Highly Crosslinked Conductive Polymer Nanofibrous Films for High‐Rate Solid‐State Supercapacitors and Electromagnetic Interference Shielding

With their low cost and unique physicochemical properties, conductive polymer‐ based film electrodes drew much attention in flexible electronic devices. However, their poor intrinsic conductivities limit their applications in high‐rate supercapacitors or high electromagnetic interference (EMI) shielding performance. It is meaningful to deal with the issue through the rational design of the film nanostructure. Herein, using specially treated PEDOT:PSS coated polyacrylonitrile (PAN) nanofibrous films (PPNFs) as a current collector, polyaniline (PANI) or polypyrrole (PPy) based highly crosslinked conductive nanofibrous films (HCC‐NFs), named as PANI@PPNF and PPy@PPNF, are fabricated.
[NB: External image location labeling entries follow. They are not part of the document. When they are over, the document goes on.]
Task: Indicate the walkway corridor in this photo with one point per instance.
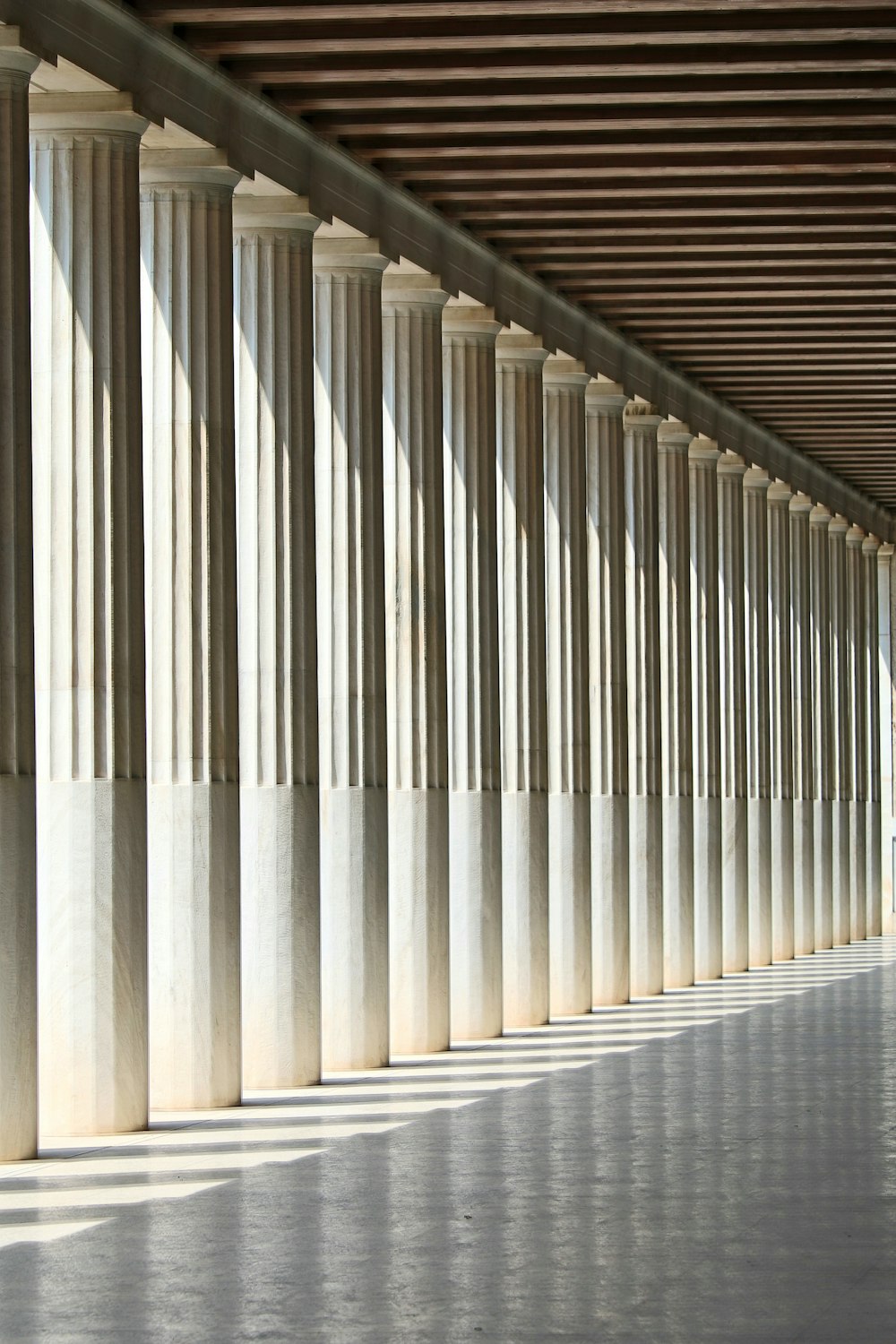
(716, 1164)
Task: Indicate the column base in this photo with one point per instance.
(18, 970)
(280, 925)
(677, 892)
(570, 902)
(707, 889)
(194, 945)
(645, 894)
(418, 921)
(782, 879)
(735, 886)
(354, 929)
(759, 878)
(524, 835)
(804, 876)
(474, 867)
(610, 952)
(91, 913)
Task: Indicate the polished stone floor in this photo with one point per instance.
(713, 1166)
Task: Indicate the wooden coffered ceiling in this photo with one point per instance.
(715, 177)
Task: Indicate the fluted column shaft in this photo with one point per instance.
(676, 701)
(474, 728)
(416, 663)
(607, 691)
(524, 731)
(857, 731)
(840, 719)
(643, 707)
(804, 806)
(18, 874)
(702, 456)
(89, 604)
(735, 851)
(567, 668)
(758, 715)
(191, 586)
(351, 610)
(782, 723)
(279, 758)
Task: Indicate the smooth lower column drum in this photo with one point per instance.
(780, 722)
(605, 405)
(823, 728)
(643, 710)
(524, 711)
(702, 456)
(801, 639)
(567, 653)
(841, 725)
(277, 632)
(191, 612)
(18, 875)
(89, 604)
(675, 669)
(351, 612)
(735, 897)
(416, 661)
(474, 715)
(758, 714)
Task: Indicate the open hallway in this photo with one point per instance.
(716, 1163)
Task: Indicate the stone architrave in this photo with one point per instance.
(702, 457)
(801, 644)
(351, 613)
(676, 702)
(89, 613)
(758, 714)
(18, 875)
(191, 616)
(567, 653)
(474, 717)
(416, 661)
(524, 711)
(840, 720)
(605, 405)
(735, 905)
(643, 709)
(276, 570)
(780, 718)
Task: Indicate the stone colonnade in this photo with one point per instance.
(381, 677)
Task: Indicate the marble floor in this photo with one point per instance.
(718, 1164)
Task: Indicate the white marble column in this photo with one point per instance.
(351, 612)
(191, 615)
(279, 758)
(605, 403)
(521, 623)
(567, 653)
(758, 714)
(676, 723)
(885, 728)
(735, 855)
(416, 663)
(840, 719)
(18, 881)
(801, 642)
(474, 715)
(857, 731)
(872, 747)
(702, 457)
(782, 723)
(89, 613)
(643, 707)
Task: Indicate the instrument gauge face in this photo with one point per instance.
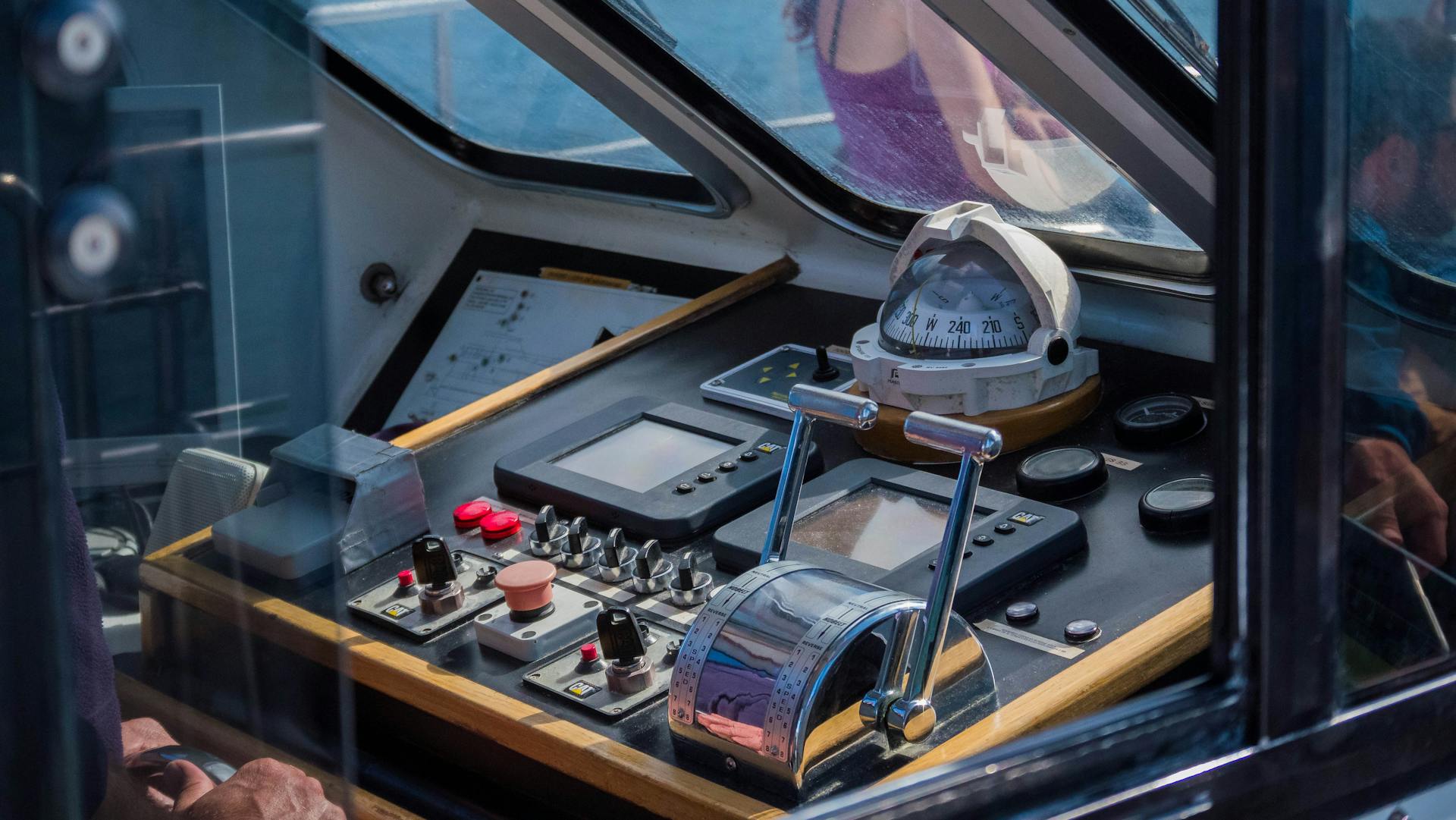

The PANI@PPNF electrodes exhibit a specific capacitance of 156 mF cm–2 at a current density of 1 mA cm–2. Meanwhile, 41% capacity (64 mF cm–2) remained even at 20 mA cm–2. The remarkable rate performance of PANI@PPNFs demonstrates the HCC‐NF structure brings a high‐rate character for pseudocapacitive material. Furthermore, the solid‐state supercapacitor shows long‐term cycle stability at a high scan rate of 1 V s–1 for 5 000 cycles and over 75% of the specific capacitance is retained, suggesting excellent cycle stability of PANI@PPNF. Besides, PANI or PPy based HCC‐NFs show high performance in EMI shielding. This conductive polymer‐based HCC‐NF structure offers a promising platform for designing multi‐functional flexible electronic devices. Highly crosslinked nanofibrous polyaniline (PANI) or polypyrrole‐based films are synthesized. The PANI‐based film is effective for preparing high rate supercapacitors as the highly crosslinked structure offers an effective network for electrons to quickly transfer, and the porous structure allows electrolytic ions to move fast to the surface. These films also exhibit excellent electromagnetic interference (EMI) shielding performance (EMI SE of 40 dB).